Avira Support Forum

I did a scan with Vipre rescue after suspecting issues with Avira installed. I have a copy of it if you would like me to send it. I would like to see it gone over and figure what went wrong. Let me know how to proceed.

At start up i am getting denied access windows for nvqtwk.dll, powirimu.dll, sayadaso.dll and iedkcs32.dll. When I try to open anything in control panel I get error message that says "error loading c:\windows\system32\shell32.dll access is denied" in a small window marked "rundll". I also get one small window saying "no language support" The computer is becoming less usable. I used Vipre rescue and have the file with the names of what was found etc. I need to get this computer back up soon. Thanks

Hello

It sounds like you are badly infected. Please download Malwarebytes and run it in Safe Mode. Also do a scan with Avira in Safe Mode.

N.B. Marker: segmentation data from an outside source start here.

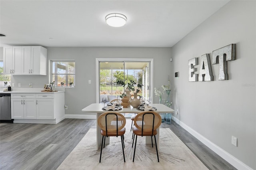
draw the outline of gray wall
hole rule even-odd
[[[66,114],[83,114],[81,110],[96,100],[96,58],[146,58],[154,59],[154,84],[160,87],[168,83],[171,74],[170,47],[46,47],[48,60],[74,59],[76,88],[66,89]],[[164,68],[164,69],[163,69]],[[92,84],[88,80],[92,80]],[[49,82],[47,76],[13,76],[12,83],[22,87],[42,87]],[[158,99],[156,99],[156,101]]]
[[[231,1],[172,48],[173,107],[181,122],[256,169],[256,2]],[[188,60],[236,45],[236,60],[228,62],[229,80],[188,82]],[[198,65],[199,67],[199,65]],[[199,71],[199,67],[198,68]],[[197,73],[198,73],[198,72]],[[231,144],[238,138],[238,147]]]

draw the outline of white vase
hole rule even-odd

I actually ran 5 different scans in safe mode and removed 56 instances of infection. I still have 2 issues , first on startup i get a window saying no language support and I cannot enter anything in control panel and get the message error loading "c:\windows\system32\shell32.dll" access denied



I did see reg keys in the log that referred to shell but cannot tell from it what should or should not be there. They no longer exists in the registry.

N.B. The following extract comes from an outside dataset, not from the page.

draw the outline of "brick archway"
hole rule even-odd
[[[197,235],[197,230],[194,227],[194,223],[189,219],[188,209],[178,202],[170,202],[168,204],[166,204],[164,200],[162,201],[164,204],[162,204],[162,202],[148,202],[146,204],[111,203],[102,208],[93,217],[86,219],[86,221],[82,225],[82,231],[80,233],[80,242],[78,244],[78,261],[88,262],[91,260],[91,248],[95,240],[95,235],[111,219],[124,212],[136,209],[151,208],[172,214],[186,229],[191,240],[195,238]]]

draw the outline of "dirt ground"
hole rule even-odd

HKEY_LOCAL_MACHINE\software\microsoft\windows\currentversion\shel
lserviceobjectdelayload\SSODL 1, ID: 4390914, Name: AdWare.Win32.Virtumonde.z, C
ategory: Adware (General)
HKEY_USERS\.DEFAULT\software\microsoft\windows\currentversion\policies\shell\
[THREAT] Item: HKEY_USERS\S-1-5-21-1914450345-4083798302-3962937336-1005\softwar
e\microsoft\internet explorer\main\Search Bar 1, ID: 44478, Name: Trojan-Downloa
der.Zlob.Media-Codec, Category: Trojan Downloader

HKEY_USERS\.DEFAULT\software\policies\microsoft\internet explorer\control panel\

HKEY_USERS\S-1-5-21-1914450345-4083798302-3962937336-1011\software\microsoft\win
dows\currentversion\explorer\user shell folders\New\

It looks like these are related to the issue but not sure.

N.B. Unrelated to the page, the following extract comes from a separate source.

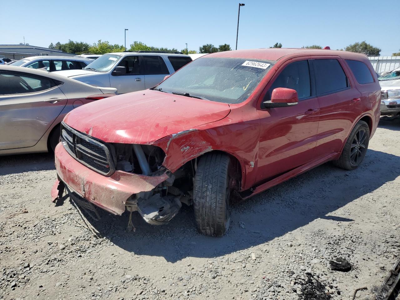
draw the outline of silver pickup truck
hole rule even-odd
[[[400,68],[378,78],[382,100],[381,116],[400,117]]]

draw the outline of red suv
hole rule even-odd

I have 2 customers that use Avira and I am not very familiar with it. I have about 65 that use Vipre and am used to it. It looked like the Avira scanned but did not catch the batch of trojans and virus. It showed catching 1 each day every few and quarantining it but nothing more. It has been updating ok.

Thanks K

AntiVir cannot surpass a prior rootkit, and/ or backdoor infection when that malware simply has put a lock on further detections in the registry for example. Simple as that.
In cases like this I for one would really recommend a new start, i.e. a format c: and a re-install of the OS with all the updates and service packs available. That system in question to me seems to be heavily compromized, and I would not trust it. Full stop.